(AdnKronos) – Per questo, “quando l’andamento positivo del prodotto e dell’inflazione nell’area dell’euro sarà tale da giustificare un rialzo dei tassi di interesse, la nostra economia non ne risentirà se – spiega Visco – le politiche economiche nazionali avranno saputo consolidare la ripresa in atto, senza lasciare dubbi agli investitori sulla determinazione del governo a mantenere l’equilibrio dei conti pubblici e senza deviare dal percorso di riforma avviato in questi anni: un percorso da proseguire con decisione per migliorare i servizi pubblici, accrescere la concorrenza in quelli privati, intensificare gli investimenti in capitale umano”.
Ampia la parte dell’intervento dedicata alle banche. “Sebbene ancora bassa, nei primi 9 mesi dello scorso anno la redditività delle maggiori banche italiana è migliorata”, dice il Governatore. “Ma una profonda revisione dei modelli di operatività delle banche, in Italia come in tutta Europa, resta inevitabile”, evidenzia ancora avvertendo che “non vanno sottovalutati importanti elementi che potrebbero frenare la redditività”.
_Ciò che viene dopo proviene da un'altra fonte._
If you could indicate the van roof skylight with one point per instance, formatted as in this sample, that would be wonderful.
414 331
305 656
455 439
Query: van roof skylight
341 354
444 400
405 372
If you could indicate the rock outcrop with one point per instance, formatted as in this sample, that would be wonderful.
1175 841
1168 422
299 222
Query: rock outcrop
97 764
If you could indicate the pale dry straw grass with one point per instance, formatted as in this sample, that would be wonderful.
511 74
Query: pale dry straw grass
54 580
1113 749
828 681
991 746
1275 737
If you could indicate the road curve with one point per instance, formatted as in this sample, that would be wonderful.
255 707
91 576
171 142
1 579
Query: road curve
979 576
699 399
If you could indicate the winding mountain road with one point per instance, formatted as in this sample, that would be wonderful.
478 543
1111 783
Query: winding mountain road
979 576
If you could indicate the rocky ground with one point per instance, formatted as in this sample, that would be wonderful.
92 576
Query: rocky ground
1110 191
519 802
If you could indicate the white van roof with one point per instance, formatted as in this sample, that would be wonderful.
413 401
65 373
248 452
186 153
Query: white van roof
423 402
Inoltre, sollecita Visco, bisogna andare avanti con la riduzione dei crediti deteriorati: è necessaria per ridurre i rischi e i costi di finanziamento delle banche”.”Va ottenuta -sottolinea – con interventi che tengano conto delle condizioni di partenza, siano sostenibili e non producano effetti prociclici potenzialmente destabilizzanti; va assicurata la parità di trattamento tra intermediari che operano in contesti diversi, in particolare per efficienza e rapidità della giustizia civile, che in Italia vanno ancora accresciute”.